Description:
As a member of the Low Power AI Solutions team, you will play a critical role in enabling efficient deployment of AI models on Qualcomm's low-power AI accelerators. This position focuses on developing and optimizing the machine learning runtime framework for inference workloads on embedded edge devices. You will be responsible for implementing performance-critical components of the machine learning runtime framework and applying advanced optimization techniques. This role includes adding runtime support for popular ML architectures that are best suited for Qualcomm’s low-power AI accelerators.

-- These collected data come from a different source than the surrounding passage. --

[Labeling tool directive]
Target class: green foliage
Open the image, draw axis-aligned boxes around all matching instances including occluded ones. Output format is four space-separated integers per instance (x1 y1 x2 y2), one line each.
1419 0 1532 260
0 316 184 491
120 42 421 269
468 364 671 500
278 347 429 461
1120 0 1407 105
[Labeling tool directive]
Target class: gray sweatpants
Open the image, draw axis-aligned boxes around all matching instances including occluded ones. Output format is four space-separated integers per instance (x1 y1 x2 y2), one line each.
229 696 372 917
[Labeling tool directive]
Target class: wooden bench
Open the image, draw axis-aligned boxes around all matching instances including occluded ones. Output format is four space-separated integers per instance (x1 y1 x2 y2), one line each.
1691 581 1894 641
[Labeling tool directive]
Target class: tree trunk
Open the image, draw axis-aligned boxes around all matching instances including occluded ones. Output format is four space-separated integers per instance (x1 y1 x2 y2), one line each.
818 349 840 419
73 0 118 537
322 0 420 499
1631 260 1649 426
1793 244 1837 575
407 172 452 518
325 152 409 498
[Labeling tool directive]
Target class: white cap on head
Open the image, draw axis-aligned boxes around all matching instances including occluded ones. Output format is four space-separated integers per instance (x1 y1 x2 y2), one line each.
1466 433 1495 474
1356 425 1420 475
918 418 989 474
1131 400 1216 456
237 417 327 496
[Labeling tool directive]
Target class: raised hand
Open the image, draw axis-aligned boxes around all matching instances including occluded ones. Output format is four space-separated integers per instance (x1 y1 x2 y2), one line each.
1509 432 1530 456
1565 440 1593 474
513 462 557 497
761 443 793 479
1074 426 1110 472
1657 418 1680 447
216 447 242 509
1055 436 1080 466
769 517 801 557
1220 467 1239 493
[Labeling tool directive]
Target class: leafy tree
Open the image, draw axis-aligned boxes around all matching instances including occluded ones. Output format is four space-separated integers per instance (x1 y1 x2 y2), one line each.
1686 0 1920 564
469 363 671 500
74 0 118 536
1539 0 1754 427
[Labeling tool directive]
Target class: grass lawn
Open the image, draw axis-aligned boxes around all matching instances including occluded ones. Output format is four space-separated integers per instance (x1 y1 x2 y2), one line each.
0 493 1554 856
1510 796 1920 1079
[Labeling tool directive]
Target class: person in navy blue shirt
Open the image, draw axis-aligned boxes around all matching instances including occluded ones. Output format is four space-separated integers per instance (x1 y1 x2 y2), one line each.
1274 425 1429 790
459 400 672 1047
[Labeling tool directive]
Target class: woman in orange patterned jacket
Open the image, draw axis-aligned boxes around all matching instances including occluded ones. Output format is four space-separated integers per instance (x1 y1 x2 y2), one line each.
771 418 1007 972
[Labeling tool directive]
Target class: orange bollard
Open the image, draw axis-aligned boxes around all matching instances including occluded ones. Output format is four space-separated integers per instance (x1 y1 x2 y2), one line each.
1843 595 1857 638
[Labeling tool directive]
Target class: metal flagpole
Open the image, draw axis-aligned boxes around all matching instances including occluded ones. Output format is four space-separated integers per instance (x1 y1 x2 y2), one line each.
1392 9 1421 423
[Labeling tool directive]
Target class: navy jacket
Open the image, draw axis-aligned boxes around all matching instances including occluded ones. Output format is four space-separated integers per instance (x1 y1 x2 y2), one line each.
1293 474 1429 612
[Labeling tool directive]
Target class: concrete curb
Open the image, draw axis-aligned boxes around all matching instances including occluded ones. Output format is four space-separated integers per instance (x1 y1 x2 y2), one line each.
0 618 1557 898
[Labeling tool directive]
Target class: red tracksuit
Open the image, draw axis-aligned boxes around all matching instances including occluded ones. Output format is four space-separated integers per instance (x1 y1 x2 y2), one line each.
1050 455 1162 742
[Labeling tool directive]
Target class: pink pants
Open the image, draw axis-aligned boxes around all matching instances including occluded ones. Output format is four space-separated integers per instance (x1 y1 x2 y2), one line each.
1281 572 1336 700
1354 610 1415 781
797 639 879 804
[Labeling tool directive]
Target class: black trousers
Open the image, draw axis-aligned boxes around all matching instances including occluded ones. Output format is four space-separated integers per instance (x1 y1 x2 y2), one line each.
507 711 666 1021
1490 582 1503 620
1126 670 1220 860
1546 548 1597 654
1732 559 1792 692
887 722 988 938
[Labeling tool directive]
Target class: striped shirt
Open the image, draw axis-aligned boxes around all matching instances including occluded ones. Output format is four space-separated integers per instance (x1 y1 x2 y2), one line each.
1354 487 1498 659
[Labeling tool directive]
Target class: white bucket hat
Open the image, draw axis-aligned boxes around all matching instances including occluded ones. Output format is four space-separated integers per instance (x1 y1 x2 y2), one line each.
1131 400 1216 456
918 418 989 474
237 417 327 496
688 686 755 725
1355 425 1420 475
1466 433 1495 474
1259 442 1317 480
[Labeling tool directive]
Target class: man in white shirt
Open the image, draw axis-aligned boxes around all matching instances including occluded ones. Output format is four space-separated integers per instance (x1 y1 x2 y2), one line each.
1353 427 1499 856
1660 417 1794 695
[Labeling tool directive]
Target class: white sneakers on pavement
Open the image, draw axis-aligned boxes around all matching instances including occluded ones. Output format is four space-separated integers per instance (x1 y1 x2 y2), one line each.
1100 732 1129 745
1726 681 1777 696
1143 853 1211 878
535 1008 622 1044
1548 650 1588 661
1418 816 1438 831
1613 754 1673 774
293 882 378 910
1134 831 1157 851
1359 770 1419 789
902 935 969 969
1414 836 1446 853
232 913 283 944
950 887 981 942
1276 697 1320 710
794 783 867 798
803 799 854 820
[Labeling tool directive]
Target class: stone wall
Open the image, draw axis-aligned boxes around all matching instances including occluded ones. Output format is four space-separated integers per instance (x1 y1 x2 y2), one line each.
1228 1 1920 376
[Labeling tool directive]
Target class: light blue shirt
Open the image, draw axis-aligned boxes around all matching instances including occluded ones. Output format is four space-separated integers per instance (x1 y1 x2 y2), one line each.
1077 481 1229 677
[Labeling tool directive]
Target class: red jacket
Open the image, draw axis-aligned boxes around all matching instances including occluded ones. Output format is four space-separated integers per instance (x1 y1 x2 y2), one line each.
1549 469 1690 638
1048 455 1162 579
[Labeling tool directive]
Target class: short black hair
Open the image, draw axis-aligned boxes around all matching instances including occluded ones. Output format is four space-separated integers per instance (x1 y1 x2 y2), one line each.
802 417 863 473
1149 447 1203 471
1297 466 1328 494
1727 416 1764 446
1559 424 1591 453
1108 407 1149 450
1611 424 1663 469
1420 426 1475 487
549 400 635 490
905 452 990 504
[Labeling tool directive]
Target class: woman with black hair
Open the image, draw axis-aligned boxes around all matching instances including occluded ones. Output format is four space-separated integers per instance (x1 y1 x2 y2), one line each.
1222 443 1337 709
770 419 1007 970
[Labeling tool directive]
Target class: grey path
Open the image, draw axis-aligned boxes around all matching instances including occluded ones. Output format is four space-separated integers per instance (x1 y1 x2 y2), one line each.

Your work will directly impact the runtime efficiency, latency, and power consumption of AI applications running on Qualcomm hardware.
Key Responsibilities
- Design and implement core components of the ML runtime framework for inference on embedded systems.
- Collaborate with compiler, hardware, and model teams to co-design efficient execution paths for AI workloads.
- Develop and maintain C/C++ code for runtime kernels and system-level integration.
- Develop tools to assist with performance profiling and debugging of quantized model accuracy
- Analyze and improve runtime behavior using profiling tools and hardware counters.
- Support deployment of models from popular ML frameworks (e.g., Onnx, TensorFlow, PyTorch) onto Qualcomm’s inference stack.
Required Skills & Experience
- Strong hands-on experience in performance optimization for embedded or low-power systems.
- Proficient in C/C++ programming, with a focus on system-level and runtime development.
- Solid understanding of embedded system design, including memory hierarchy and hardware-software interaction.
- Experience with Linux/Android development environments and toolchains.
- Familiarity with computer architecture, especially for AI accelerators or DSPs.
- Basic knowledge of machine learning concepts and model structures.
Preferred Qualifications
- Master’s degree in Computer Science, Engineering, or related field.
- 2+ years of experience with ML frameworks (e.g., TensorFlow, PyTorch, ONNX).
- 2+ years of experience in embedded system development and optimization for ML inference.
- 2+ years of experience with C/C++ in performance-critical environments.
- Experience with low-level OS interactions (Linux, Android, QNX).
- Familiarity with quantization, graph optimization, and model deployment pipelines.
- Experience working in cross-functional teams and large matrixed organizations.